May Heydays - Job description
March: Arrange headline artist line-up for following year (needed for the T-shirt which needs to be ordered in mid-April), discuss fees (ask past director for guidance) and requirements (we offer a bed with a 'friend of the festival' — Brian or Meg — indoor or outdoor camping, we do not pay for performers' accommodation), record negotiation results in spreadsheet (needed for contracts later). Have a budget to hand (previous budgets available from director/treasurer) and stick to it as much as possible.April: Help with final preparations for festival, finalise programme, arrange for A3 prints of programmes (in colour) and workshop descriptions, 5 each to put on display outside the four major halls and the festival office.

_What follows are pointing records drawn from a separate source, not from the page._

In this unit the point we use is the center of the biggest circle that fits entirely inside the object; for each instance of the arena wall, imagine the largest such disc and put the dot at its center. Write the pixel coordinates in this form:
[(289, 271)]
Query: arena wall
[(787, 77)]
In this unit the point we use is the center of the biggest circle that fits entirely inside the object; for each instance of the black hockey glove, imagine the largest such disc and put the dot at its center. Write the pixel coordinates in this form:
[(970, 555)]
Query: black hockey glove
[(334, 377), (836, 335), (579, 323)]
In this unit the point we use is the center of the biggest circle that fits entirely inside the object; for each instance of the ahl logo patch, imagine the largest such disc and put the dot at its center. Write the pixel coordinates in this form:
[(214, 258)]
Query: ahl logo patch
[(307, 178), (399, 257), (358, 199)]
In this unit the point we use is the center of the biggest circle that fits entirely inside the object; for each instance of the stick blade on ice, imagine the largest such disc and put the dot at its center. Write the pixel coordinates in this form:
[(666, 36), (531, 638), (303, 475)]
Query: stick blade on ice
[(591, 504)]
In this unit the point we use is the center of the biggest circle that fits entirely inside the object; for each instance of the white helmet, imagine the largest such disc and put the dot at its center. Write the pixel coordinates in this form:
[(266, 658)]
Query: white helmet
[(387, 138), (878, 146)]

At the Festival: Be available for trouble- shooting/queries, make announcements, mingle.
May: Deal with post-festival correspondence (often including feedback), analyse the attendance figures for the events to see what worked and what didn't.
June to September: Network at festivals, fill the rest of the slots with recommended performers (make sure to keep a tally and don't overbook), aim for a balanced programme:
- English (must include Playford and Modern): 10 workshops.
- American: usually at least one caller from the US: 10 workshops
- Mixed English/American: 10 workshops (be clear to callers that a mix is required) — try to have one of each of these categories at all times of the festival.
- Evening dances: 3 American dances, 2 Playford Balls, 1 mixed dance is the core requirement, if more than 300 attendees, an extra dance can be added on Saturday and Sunday; these should be Mixed (this to be done in April when numbers are clearer). Friday evening tends to be relatively quiet as people are still arriving.
- Scottish: 2 workshops and one dance in a workshop slot (or ask the teacher if they prefer 3 workshops).
- International: one major Balkan teacher (ideally native to the country whose dances they teach, Bob Robinson is a good adviser) (6 classes) additionally other genres like Argentine Tango, Indian etc. (see previous programmes) 4 classes, 3 evening dances (one Western European/Balkan mix, two mainly Balkan).
- French/Scandi: two to four workshops, one or two (Euro-)Bals, usually in the Large Hall in the evening break on Saturday and Sunday.
- Singing: 2 to 4 workshops (watch take-up).
- Music workshops: 2 to 4 (find out which of the musicians you have on site does music teaching workshops).
- Callers' workshop(s) and Showcase.
- Have at least one new event every year.
September/October: Fill the programme grid. Currently the director fills in the online grid (tuition by Colin or past director available). As there tend to be a lot of changes, this is the most time-efficient way of dealing with the programme (rather than having to explain to Colin where a change is needed — quicker to fill it in yourself). First programme draft needs to be complete by end of October, tickets go on sale on 1 November, dancers really appreciate having a programme to look at when they book.January: Send out contracts, give performers a deadline, say end of January, always include a link to the programme grid and tell performers to look at it. There are often queries (wrong room, wrong band, wrong time etc.) — you want corrections now, not three days before the festival!
February: send a mass reminder to those who haven't returned their contract.
March: second reminder
Forward returned contracts to ticketing and treasurer as they come in.